Falling interest rates have turned age-old investment rules of thumb upside down. Professional investors often compare the dividends of stocks to the income that a bond might pay. Bonds typically pay more income than stocks. This is generally accepted by investors as they traded in the potential for growth of a stock for the potential of higher income with a bond.
It is important to note that when investing in a stock, total return is calculated by finding the change in price of the stock and adding the dividends paid during the holding period. As companies came to rely less and less on dividend payments to attract investors in the 80s and 90s, the total return focus became a niche and the concept of total return was somewhat lost in the shuffle of a go-go growth cycle. Meanwhile, a major bond bull market brought interest rates (and thus bond yield) down, too.
For the past several years, interest rates have continued to decline ultimately reaching current near-record lows.

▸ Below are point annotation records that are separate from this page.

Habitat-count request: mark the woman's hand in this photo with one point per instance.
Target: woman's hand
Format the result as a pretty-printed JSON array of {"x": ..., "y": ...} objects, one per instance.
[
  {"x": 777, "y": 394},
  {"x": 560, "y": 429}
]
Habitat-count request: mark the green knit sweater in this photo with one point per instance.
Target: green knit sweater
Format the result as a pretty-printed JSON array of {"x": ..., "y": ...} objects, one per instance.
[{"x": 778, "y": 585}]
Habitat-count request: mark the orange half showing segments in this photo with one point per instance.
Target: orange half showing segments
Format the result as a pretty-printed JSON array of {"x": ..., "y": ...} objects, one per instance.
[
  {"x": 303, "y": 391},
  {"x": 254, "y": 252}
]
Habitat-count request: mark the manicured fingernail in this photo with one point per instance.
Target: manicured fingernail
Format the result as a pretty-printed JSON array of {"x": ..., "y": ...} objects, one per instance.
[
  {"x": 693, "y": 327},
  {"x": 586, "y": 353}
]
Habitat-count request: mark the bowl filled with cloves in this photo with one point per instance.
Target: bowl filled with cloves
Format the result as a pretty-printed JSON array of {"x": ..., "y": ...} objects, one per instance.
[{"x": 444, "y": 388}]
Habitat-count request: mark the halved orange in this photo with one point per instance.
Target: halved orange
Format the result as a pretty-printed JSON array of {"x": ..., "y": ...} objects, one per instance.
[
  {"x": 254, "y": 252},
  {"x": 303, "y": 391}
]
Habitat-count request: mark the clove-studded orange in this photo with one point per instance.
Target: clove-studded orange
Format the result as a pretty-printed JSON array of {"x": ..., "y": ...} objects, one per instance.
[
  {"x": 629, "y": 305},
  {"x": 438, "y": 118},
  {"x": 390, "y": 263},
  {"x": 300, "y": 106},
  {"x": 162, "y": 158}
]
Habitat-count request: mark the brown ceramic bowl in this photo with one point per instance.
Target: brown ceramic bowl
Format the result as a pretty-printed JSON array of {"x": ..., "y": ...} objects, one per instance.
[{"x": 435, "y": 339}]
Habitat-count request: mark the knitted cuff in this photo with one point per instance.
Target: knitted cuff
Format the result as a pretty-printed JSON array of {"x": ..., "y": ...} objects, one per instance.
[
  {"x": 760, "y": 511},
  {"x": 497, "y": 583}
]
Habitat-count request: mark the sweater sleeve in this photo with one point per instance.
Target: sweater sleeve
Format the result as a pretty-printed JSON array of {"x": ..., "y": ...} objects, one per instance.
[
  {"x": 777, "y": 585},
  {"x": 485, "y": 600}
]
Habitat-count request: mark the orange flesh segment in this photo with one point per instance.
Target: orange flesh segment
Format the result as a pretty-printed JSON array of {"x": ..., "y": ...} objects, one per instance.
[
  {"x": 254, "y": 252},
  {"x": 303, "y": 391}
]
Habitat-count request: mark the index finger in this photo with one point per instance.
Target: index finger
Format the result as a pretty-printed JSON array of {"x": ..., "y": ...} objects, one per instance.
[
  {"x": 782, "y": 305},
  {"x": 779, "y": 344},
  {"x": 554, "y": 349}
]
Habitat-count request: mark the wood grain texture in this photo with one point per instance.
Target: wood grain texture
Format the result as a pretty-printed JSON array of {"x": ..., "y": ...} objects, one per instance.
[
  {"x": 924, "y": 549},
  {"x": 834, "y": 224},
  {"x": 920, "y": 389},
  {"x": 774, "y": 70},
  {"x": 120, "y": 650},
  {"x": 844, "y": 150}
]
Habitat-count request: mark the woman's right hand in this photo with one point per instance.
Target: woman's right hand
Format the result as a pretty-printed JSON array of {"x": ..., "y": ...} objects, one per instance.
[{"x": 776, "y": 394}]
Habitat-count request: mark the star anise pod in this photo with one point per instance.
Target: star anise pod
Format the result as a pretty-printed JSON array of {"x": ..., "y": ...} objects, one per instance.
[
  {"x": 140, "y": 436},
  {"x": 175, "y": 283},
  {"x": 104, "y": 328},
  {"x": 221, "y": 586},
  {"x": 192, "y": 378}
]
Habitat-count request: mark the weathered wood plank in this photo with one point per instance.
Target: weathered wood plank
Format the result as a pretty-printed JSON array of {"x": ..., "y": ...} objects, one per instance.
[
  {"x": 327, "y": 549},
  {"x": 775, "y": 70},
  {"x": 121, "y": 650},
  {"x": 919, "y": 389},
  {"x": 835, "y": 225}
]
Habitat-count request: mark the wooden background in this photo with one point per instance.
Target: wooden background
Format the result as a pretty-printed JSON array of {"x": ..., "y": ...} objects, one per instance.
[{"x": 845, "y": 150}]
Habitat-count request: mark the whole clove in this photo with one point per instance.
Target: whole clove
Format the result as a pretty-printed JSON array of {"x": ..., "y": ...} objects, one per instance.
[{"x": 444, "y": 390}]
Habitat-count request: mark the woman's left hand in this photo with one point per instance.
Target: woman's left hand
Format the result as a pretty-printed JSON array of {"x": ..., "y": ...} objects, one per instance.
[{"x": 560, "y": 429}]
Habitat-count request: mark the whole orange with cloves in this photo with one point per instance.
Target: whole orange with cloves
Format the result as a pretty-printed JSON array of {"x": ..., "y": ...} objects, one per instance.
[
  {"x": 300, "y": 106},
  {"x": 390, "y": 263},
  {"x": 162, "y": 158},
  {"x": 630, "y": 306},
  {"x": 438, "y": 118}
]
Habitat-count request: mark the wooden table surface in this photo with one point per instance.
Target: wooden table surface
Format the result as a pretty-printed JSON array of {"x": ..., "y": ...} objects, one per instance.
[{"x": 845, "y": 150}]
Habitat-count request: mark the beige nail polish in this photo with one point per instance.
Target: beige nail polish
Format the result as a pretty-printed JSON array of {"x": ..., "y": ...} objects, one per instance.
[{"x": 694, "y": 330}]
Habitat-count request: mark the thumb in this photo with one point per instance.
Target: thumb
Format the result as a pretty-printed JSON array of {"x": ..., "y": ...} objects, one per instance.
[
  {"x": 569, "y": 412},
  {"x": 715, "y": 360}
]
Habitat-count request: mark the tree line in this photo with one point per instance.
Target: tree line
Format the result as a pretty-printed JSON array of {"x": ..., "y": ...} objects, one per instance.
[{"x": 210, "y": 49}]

This gets interesting when you begin compare the yield of government bonds – a 10 year US Treasury yielded 1.92% as of 9/30/2011 – to the dividend yield of the S&P 500, 2.3% at the same time. The chart below goes further to analyze this phenomenon across countries.
Source: JPMorgan Asset Managment, FactSet, MSCI.
Research from Bespoke Investments as shown in our next chart indicates that the 10-year Treasury yields are currently around 2% as of 9/14/11. They go on to note that 46% of stocks in the S&P 500 pay a higher dividend than this bond yield. In times of uncertainty, it is fair to point out that the relative safety of Treasury yields may not be a fair comparison. Risk assessment is always critical in analyzing investment decisions.
Source: Bespoke Investments
No investment theme bats 100% and a dividend-focused stock strategy requires time and risk tolerance that must be carefully considered. Today’s investment landscape is unique. I can see why a dividend-focused investment theme is worth a second look.